Haunting tales of delusions

My Mother's Sin and Other Stories, by Georgios Vizyenos. Translated from the Greek by William F. Wyatt Jr. Foreword by Roderick Beaton. Hanover, N.H.: University of New England Press for Brown University. Hard cover: $18. Paperback: $10.95. The human mind - its workings, its mystery - is the territory explored in these six stories by the Greek writer Georgios Vizyenos, all originally published between 1883 and 1896 and translated into English for the first time.

They are haunting tales, many of them revolving around a character's obsession or delusion. In the title story, a son recounts his mother's inability to come to terms with the loss of her daughter, even after 30 years.

In ``The Consequences of the Old Story,'' the narrator tells the story of two people whose lives are ruined by love: a beautiful woman whom he observes in an insane asylum, driven mad when the man she loves abandons her, and a young man who is obsessed by a sordid love affair, long past, which he feels has left him indelibly blemished, permanently defiled.

In ``Moscov-Selim,'' a Turk, judged crazy by his neighbors, expresses admiration for the Russians who once captured him and longs to return to Russia.

In each case, the narrator at one level uncovers the series of events that account for a character's apparently irrational actions, the ``true'' or actual story of what happened. At another level, he uncovers the character's perception of events, the different - though no less real - story the individual has constructed to make sense of his life.

It is Vizyenos's observations at this deeper level - his depiction of the way we create and struggle to sustain our inner reality - that make these stories fascinating.

In ``The Consequences of the Old Story,'' for example, we come to understand the young man's fixation with a degrading love affair through the analysis of the narrator, his friend, as he listens to Pasch'alis's story and struggles to comprehend the logic of an obsessive mind.

``Conflicts of emotions, however trivial they might be according to the ideas of others, always caused a dreadful disturbance in his soul,'' the narrator observes of Pasch'alis.
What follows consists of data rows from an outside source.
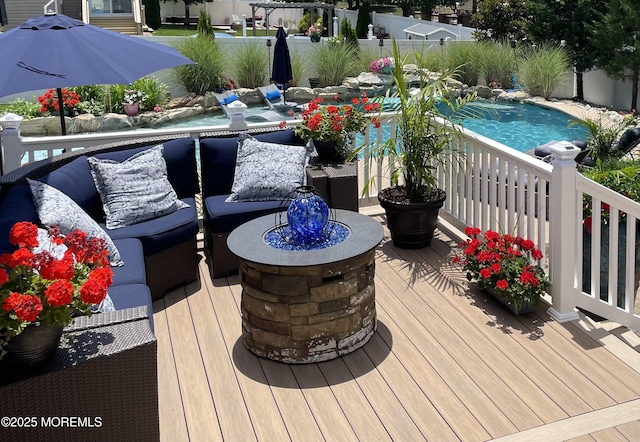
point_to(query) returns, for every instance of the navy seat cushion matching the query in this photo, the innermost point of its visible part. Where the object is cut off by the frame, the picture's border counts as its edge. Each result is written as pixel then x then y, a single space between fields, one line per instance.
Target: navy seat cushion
pixel 133 271
pixel 220 216
pixel 218 159
pixel 162 233
pixel 16 206
pixel 74 180
pixel 132 295
pixel 180 156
``Moreover, in him, things of this nature were not soothed through time; on the contrary, they intensified. But they intensified insidiously and unseen, revolving in his mind and gaining strength particularly because of a dialectical method of thinking peculiar to himself.... His arguments against himself were not the work of a temporary emotional excitement. Pasch'alis was repeating once again and out loud what he had weighed and reckoned perhaps a thousand times in silence and to himself.''

If Vizyenos's convoluted plots at times seem too contrived, psychologically his stories ring true as they probe - discerningly, compassionately - ``that mechanism of the human mind'' which, one of his characters says, is as ``wonderful'' as it is ``exceedingly delicate.''

Gail Pool is a free-lance book reviewer.